The Paper outlines number of ablation studies that were done to test the relative importance of each aspect of the model.
Effect of Pre-training Tasks: The main contribution by this paper is the argument of the benefit of using a bidirectionally pre-trained transformer architecture. This was achieved via a masked language model with the MASK
token, as well as implementing “next sentence prediction” (NSP). The ablation study shows the importance for a few NLP tasks which require MLM and NSP. The results of this study are shown in table 5.
Effect of Model Size: Here the team shows that model size does have a significant effect not only on large scale tasks (language translation), but also on small scale tasks (provided the model has been sufficiently trained). This is probably in part due to the fundamental benefit of a solid language model, pre-trained bidirectionally.

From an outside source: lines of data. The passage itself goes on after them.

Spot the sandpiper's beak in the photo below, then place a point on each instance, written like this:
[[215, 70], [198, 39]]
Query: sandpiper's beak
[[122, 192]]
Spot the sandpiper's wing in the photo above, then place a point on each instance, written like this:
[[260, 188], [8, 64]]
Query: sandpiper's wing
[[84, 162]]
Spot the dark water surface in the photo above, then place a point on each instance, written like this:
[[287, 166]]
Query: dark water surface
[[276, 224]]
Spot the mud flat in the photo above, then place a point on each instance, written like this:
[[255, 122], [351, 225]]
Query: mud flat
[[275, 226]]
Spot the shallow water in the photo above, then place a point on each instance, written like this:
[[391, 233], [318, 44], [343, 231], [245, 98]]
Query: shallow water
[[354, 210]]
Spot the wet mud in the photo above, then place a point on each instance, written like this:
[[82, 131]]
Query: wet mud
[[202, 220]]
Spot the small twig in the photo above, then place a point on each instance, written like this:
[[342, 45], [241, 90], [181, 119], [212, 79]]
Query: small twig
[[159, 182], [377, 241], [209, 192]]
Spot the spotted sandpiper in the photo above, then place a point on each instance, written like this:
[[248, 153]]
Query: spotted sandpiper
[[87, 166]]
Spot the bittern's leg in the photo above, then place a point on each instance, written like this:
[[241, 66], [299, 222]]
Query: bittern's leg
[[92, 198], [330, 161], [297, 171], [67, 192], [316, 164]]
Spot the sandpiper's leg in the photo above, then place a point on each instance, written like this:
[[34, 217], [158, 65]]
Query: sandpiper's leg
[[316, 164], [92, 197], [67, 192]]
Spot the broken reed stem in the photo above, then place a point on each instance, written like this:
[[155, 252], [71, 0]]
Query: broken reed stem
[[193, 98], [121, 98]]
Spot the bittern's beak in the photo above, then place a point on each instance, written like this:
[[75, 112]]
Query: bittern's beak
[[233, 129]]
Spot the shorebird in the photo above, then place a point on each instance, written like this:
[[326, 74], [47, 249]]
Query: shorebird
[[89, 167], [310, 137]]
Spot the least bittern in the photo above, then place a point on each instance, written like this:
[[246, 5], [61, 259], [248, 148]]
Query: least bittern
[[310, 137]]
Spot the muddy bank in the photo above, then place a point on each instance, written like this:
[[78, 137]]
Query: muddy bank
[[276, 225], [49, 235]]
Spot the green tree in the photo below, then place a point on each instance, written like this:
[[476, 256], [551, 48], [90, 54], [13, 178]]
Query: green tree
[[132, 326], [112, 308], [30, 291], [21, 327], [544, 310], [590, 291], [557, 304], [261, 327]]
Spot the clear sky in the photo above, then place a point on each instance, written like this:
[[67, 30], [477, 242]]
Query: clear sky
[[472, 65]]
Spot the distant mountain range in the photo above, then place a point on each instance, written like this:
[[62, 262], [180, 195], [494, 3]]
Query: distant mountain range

Feature-based approach with BERT: Feature based approaches have the benefit of pre-computing an expensive representation while running individual experiments on cheaper models derived from the representation. Although the details of BERT in the paper were shown against the fine-tuning approach, table 7 shows the feature-based approach is only 0.3 F1 behind fine-tuning the entire model, demonstrating the effectiveness of both approaches.
Conclusion
BERT has not only shown impressive results with the power of bi-directional pre-training, the model has so far stood the test of time and has generated strong interest in the community. It is exciting to see how these strong language models can perform so powerfully on these NLP tasks, and I’m looking forward to how the field will move forward.